Indigenous Scholar Réal Carrière. Photo by David Lipnowski.

Centering Indigenous knowledges in politics and governance

Meet Indigenous Scholar Dr. Réal Carrière

August 13, 2020 — 

Dr. Réal Carrière grew up on a traditional hunting and gathering territory called Mistapikmawak. Near Cumberland House on the Saskatchewan River in Treaty 5, the community is predominantly Nehinuwak (Swampy Cree) and Métis, and Carrière holds relations to both nations on his father’s side, and has German and English roots on his mother’s side. It was on these territories that he began his education in homeschooling, which centred the knowledges of the Nehinuwak and Métis people. 

When it came time to enroll in university, Carrière said he did not have a clear idea of what he wanted to pursue.

“My mother asked me what I wanted to do and I told her I wanted to be an ‘Imagineer,’ or someone who imagined things,” he told UM Today. As a starting point, Carrière enrolled in an undergraduate general arts program at Simon Fraser University. By doing so, he was able to take a wide selection of courses, including a political science class. “The course was taught by an amazing professor whose teaching style ultimately influenced me to pursue a career in the field,” he recalled. “[The professor] made me want to be an innovative teacher.”

Leaving his home community for post-secondary proved to be difficult and lonely. “Going to Vancouver was quite a shock because it was such a big city and the weather was completely different from what I was used to,” he said. Carrière joined the First Nation Student Association on campus and cited it as a community that kept him grounded in otherwise very new territory. “They became my family and I still keep a connection with them to this day.”

After gaining a sense of political science, Carrière decided to blend his formal post-secondary knowledge with his childhood upbringing in Indigenous knowledges while obtaining his PhD through Ryerson University. “I became driven to protect Indigenous knowledges and utilized Indigenous methodologies in my research, and eventually, into my teaching,” he said.

Attracted to an institution that housed a large Indigenous student population, Carrière and his family relocated to Winnipeg and he began his teaching position in political studies in the University of Manitoba’s Faculty of Arts.

One of the ways that Indigenous methodologies plays out in Carrière’s teaching style is through exploring the foundation of Indigenous governing structures. Starting by dismantling the concept that Indigenous people are homogenous, Carrière works to unravel the dynamic worldviews in varying nations. “I do this to show students that Indigenous governance needs to be thought of as multiplicity governances,” he said. “Only when students see the diversity, do I start to look at how Indigenous governance has influenced and interacted with western governance.”

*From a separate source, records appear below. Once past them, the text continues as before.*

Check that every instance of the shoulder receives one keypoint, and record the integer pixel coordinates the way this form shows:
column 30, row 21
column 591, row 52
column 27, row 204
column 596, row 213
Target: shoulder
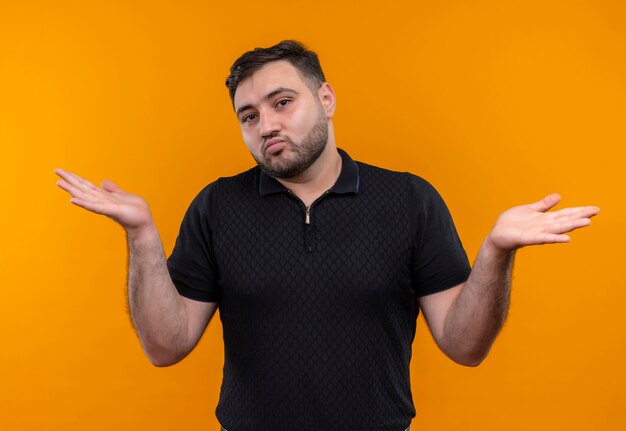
column 413, row 184
column 242, row 182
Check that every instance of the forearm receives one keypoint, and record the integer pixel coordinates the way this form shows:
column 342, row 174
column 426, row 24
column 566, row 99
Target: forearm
column 151, row 297
column 480, row 309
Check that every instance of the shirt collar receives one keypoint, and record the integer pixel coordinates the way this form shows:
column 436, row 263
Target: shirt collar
column 348, row 181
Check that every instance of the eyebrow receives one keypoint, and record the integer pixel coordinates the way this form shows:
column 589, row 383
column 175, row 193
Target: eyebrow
column 268, row 96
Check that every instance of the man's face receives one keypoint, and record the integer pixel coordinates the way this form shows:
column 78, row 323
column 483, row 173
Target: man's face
column 283, row 123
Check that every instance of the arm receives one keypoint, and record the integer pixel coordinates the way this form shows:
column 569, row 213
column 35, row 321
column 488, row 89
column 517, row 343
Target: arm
column 168, row 325
column 466, row 319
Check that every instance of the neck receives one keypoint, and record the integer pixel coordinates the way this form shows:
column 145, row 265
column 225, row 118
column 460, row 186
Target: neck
column 318, row 178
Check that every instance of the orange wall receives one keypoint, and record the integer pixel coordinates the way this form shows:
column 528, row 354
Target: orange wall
column 496, row 103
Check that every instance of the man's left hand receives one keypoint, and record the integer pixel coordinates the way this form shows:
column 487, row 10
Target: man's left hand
column 532, row 224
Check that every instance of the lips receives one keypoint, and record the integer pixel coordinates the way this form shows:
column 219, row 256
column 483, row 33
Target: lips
column 274, row 145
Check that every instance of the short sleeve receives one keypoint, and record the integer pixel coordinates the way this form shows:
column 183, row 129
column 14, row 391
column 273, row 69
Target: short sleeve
column 192, row 264
column 439, row 260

Carrière recently began exploring the different philosophical interpretations of Treaty 1 in the classroom. “Anishinaabe treaty philosophy views treaty as an agreement to cooperate and share, whereas western treaty philosophy viewed treaty as a land ownership transfer,” he noted.

Outside of the classroom, Carrière is an avid canoer. His interest in the sport has taken him all over North America, but his preference is canoeing around Manitoba. “I am always excited to attend canoe races in Manitoba because most of them are in Indigenous communities,” he said. Aside from that, he is busy writing a book for University of Toronto Press on Indigenous understanding, methodology and research paradigms, due for publication in May 2021. He is also the lead on a Social Sciences and Humanities Research Council (SSHRC) funded project called Nistotumowin Nehinuwak Okimahin: Developing a Deeper Understanding of Swampy Cree Political Theories and Practices – a project that centres Indigenous knowledges and their role in politics.

Most importantly, Carrière’s passion is based in creating a learning environment that explores the many layers of Indigenous politics. “I want Indigenous students to know that UM has Indigenous people teaching Indigenous politics,” he said. “I believe it is important for all Indigenous students to take the intro courses to Indigenous politics to learn about how they impact our daily lives.”